The National Committee for Responsive Philanthropy (NCRP) sees itself as an “independent watchdog of foundations.” But is clearly an organization with a strong “social justice” bent. It should surprise no one that this report from its Philamplify unit looks largely askance at the Walton Family Foundation’s grant making in education. WFF and NCRP may both get out of bed each morning resolved to advance the cause of social justice, but they operate on very different theories of action. Everything that follows is a function of these differences.
For example, the report criticizes WFF’s “overreliance” on market-based reform vehicles. This is a bit like criticizing a fish for its overreliance on water. Walton’s support of charter schools and choice does not “hinder the transformative potential of the foundation’s education program”; it is the transformative potential of its program.

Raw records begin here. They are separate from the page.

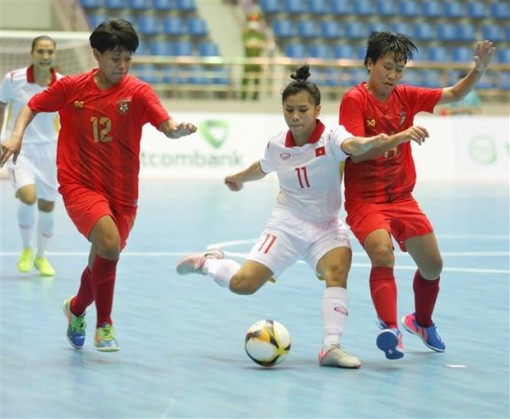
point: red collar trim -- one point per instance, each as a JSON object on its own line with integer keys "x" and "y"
{"x": 31, "y": 76}
{"x": 316, "y": 135}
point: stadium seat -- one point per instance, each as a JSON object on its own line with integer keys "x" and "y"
{"x": 408, "y": 8}
{"x": 340, "y": 7}
{"x": 330, "y": 29}
{"x": 185, "y": 5}
{"x": 208, "y": 49}
{"x": 294, "y": 6}
{"x": 283, "y": 28}
{"x": 163, "y": 4}
{"x": 270, "y": 6}
{"x": 386, "y": 8}
{"x": 196, "y": 26}
{"x": 476, "y": 9}
{"x": 173, "y": 25}
{"x": 321, "y": 50}
{"x": 318, "y": 7}
{"x": 149, "y": 24}
{"x": 295, "y": 50}
{"x": 432, "y": 8}
{"x": 307, "y": 28}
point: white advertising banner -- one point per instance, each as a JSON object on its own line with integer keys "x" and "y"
{"x": 459, "y": 148}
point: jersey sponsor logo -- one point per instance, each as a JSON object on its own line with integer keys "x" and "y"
{"x": 285, "y": 156}
{"x": 320, "y": 151}
{"x": 123, "y": 106}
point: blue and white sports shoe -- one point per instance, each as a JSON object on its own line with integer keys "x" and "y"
{"x": 390, "y": 341}
{"x": 76, "y": 326}
{"x": 428, "y": 335}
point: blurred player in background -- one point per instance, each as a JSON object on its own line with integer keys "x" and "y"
{"x": 34, "y": 177}
{"x": 379, "y": 184}
{"x": 102, "y": 113}
{"x": 304, "y": 224}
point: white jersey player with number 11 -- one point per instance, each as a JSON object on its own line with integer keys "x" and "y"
{"x": 304, "y": 224}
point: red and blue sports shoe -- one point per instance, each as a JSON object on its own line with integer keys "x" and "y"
{"x": 390, "y": 341}
{"x": 428, "y": 335}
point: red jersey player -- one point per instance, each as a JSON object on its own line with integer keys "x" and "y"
{"x": 379, "y": 184}
{"x": 102, "y": 113}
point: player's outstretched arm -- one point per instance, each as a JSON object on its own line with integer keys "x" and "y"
{"x": 176, "y": 130}
{"x": 12, "y": 146}
{"x": 253, "y": 172}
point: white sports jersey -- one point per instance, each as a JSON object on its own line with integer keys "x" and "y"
{"x": 17, "y": 87}
{"x": 309, "y": 176}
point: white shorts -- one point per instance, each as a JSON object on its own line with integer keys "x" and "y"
{"x": 36, "y": 165}
{"x": 287, "y": 239}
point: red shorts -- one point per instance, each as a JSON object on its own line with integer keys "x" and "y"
{"x": 86, "y": 207}
{"x": 402, "y": 219}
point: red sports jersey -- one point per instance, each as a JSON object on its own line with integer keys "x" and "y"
{"x": 99, "y": 139}
{"x": 393, "y": 174}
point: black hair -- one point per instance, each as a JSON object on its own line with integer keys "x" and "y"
{"x": 42, "y": 38}
{"x": 115, "y": 33}
{"x": 300, "y": 82}
{"x": 381, "y": 43}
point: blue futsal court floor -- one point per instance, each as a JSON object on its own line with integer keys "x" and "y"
{"x": 182, "y": 353}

Similarly, the report holds that the expansion of high-quality charter schools and related advocacy have created “meaningful benefits for individual students and families, but have not achieved far-reaching, sustainable and equitable system-wide improvement”—a finding that is a mere two or three generations premature (and elides the utter failure of much longer-standing democratic institutions to bring about those same ends).

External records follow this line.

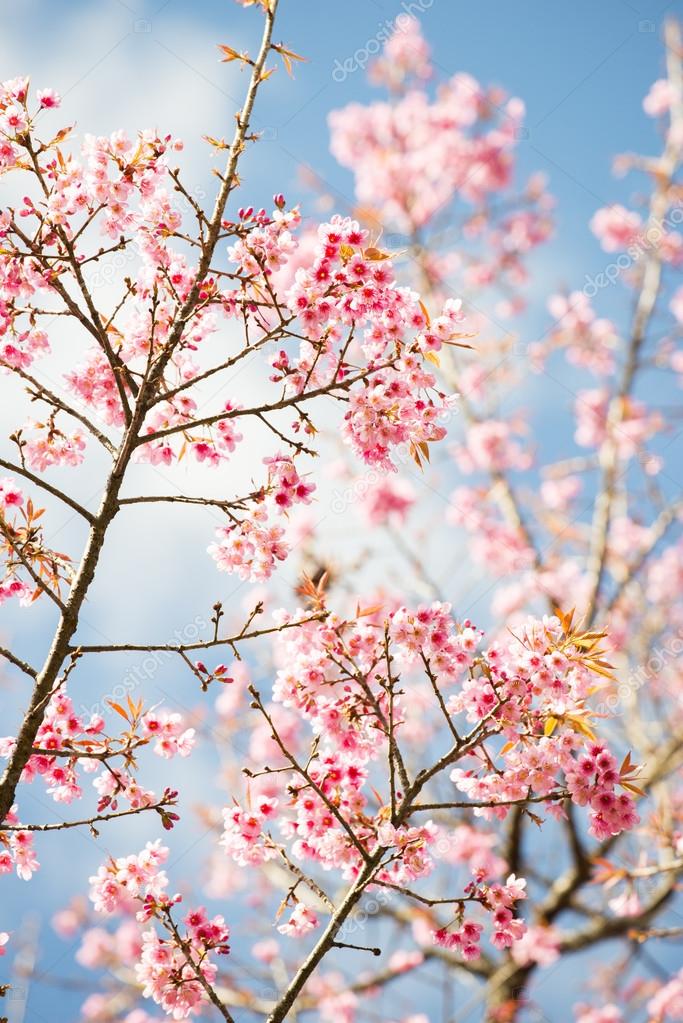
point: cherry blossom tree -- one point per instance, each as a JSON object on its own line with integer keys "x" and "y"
{"x": 420, "y": 797}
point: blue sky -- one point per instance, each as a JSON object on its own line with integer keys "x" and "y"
{"x": 582, "y": 70}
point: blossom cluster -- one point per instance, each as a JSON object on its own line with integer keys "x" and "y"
{"x": 251, "y": 546}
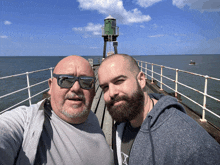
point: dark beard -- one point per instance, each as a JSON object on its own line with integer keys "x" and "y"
{"x": 130, "y": 109}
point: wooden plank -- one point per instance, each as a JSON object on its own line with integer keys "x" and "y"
{"x": 107, "y": 127}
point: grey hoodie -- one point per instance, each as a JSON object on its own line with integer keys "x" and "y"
{"x": 21, "y": 130}
{"x": 168, "y": 136}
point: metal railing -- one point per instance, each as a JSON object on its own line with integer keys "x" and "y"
{"x": 28, "y": 88}
{"x": 176, "y": 81}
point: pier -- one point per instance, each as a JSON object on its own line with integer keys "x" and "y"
{"x": 99, "y": 107}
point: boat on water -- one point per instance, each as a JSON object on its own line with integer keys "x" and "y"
{"x": 192, "y": 62}
{"x": 110, "y": 53}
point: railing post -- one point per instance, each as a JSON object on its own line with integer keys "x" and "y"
{"x": 152, "y": 73}
{"x": 146, "y": 69}
{"x": 204, "y": 100}
{"x": 51, "y": 72}
{"x": 176, "y": 83}
{"x": 141, "y": 65}
{"x": 161, "y": 78}
{"x": 29, "y": 90}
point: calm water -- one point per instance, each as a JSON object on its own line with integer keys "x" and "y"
{"x": 205, "y": 65}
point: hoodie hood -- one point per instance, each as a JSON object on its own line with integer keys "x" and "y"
{"x": 161, "y": 110}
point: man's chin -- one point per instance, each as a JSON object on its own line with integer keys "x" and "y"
{"x": 76, "y": 112}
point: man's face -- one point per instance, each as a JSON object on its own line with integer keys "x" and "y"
{"x": 73, "y": 104}
{"x": 122, "y": 93}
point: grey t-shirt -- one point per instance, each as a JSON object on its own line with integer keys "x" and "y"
{"x": 64, "y": 143}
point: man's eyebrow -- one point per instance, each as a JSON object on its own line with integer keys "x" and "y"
{"x": 120, "y": 76}
{"x": 114, "y": 79}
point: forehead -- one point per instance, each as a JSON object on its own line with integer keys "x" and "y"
{"x": 113, "y": 68}
{"x": 74, "y": 67}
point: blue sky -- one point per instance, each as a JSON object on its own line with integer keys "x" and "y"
{"x": 146, "y": 27}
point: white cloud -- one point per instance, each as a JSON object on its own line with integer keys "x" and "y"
{"x": 7, "y": 23}
{"x": 158, "y": 35}
{"x": 147, "y": 3}
{"x": 78, "y": 29}
{"x": 89, "y": 30}
{"x": 116, "y": 9}
{"x": 93, "y": 47}
{"x": 201, "y": 5}
{"x": 3, "y": 36}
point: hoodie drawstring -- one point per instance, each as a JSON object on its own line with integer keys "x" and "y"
{"x": 151, "y": 140}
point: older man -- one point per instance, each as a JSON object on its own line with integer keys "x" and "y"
{"x": 150, "y": 129}
{"x": 59, "y": 130}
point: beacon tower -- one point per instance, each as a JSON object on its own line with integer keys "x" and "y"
{"x": 110, "y": 32}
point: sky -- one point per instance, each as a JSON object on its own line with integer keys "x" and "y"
{"x": 146, "y": 27}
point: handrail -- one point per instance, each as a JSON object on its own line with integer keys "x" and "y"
{"x": 28, "y": 87}
{"x": 176, "y": 81}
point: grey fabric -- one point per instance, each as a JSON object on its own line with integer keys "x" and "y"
{"x": 21, "y": 130}
{"x": 176, "y": 138}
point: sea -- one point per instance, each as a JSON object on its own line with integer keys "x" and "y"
{"x": 208, "y": 64}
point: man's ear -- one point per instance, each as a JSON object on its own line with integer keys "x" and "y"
{"x": 141, "y": 79}
{"x": 50, "y": 81}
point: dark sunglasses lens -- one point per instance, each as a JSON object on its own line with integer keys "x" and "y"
{"x": 66, "y": 82}
{"x": 86, "y": 82}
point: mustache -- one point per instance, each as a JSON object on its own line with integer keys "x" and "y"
{"x": 117, "y": 99}
{"x": 74, "y": 96}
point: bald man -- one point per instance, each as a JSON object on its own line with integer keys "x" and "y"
{"x": 58, "y": 130}
{"x": 150, "y": 128}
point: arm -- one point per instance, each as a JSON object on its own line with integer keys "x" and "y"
{"x": 11, "y": 134}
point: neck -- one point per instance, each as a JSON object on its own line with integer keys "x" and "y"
{"x": 148, "y": 106}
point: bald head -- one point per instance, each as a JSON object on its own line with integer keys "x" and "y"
{"x": 71, "y": 104}
{"x": 70, "y": 63}
{"x": 128, "y": 62}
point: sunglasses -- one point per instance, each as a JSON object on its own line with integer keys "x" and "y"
{"x": 67, "y": 81}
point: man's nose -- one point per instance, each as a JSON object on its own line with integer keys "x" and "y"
{"x": 113, "y": 91}
{"x": 76, "y": 87}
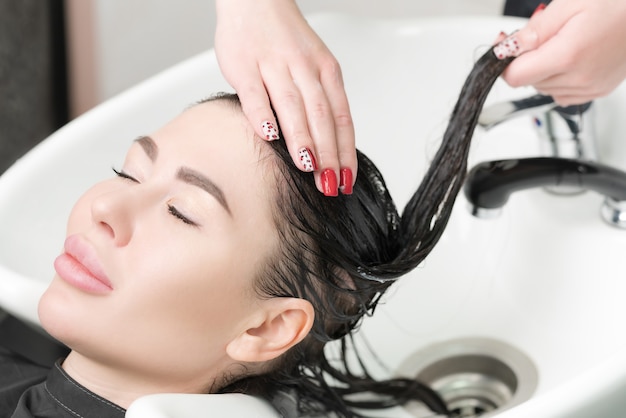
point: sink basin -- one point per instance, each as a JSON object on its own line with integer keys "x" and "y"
{"x": 546, "y": 277}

Affluent Americans, by dint of their ability to pay tuition or move to communities with excellent schools, have always enjoyed a substantial degree of choice when it comes to educating their children. It seems lost upon Gita Gulati-Partee, author of the Philamplify report, that increasing choice in disadvantaged communities might be the very definition of “prioritizing equity as part of sustainable social change” or “maximizing social justice outcomes with greater strategic thinking, transparency and accountability,” two of Philamplify’s recommendations. Walton will be forgiven for wondering if that’s not precisely what they’ve long been doing.
The evaluation is not hostile or dismissive, merely obtuse. Its criticisms are earnest and unfailingly polite, rendered in respectful, collegial tones that only occasionally veer into condescension. “WFF expresses a genuine concern for and commitment to opportunity for people living in poverty,” the report notes. That the authors felt compelled to say so explicitly says much about how their audience views Walton and its grant making.
There are many other particulars I’d take exception to. A long section of the report insists that, “on the whole, charters do no better than traditional public schools and many do worse.” This is a claim that is becoming increasingly difficult to support in light of the 2015 CREDO report (also funded by Walton), which found that urban charters are making real, measurable differences for low-income kids of color. This information somehow leads Philamplify to make the claim that “charters only perform less badly than traditional district schools without actively changing conditions for the affected communities.”
Ah. I see.
The bottom line is that Walton’s vision of market-driven change is not NCRP’s. This report tells us more about NCRP’s preferred social justice means that Walton’s social justice ends.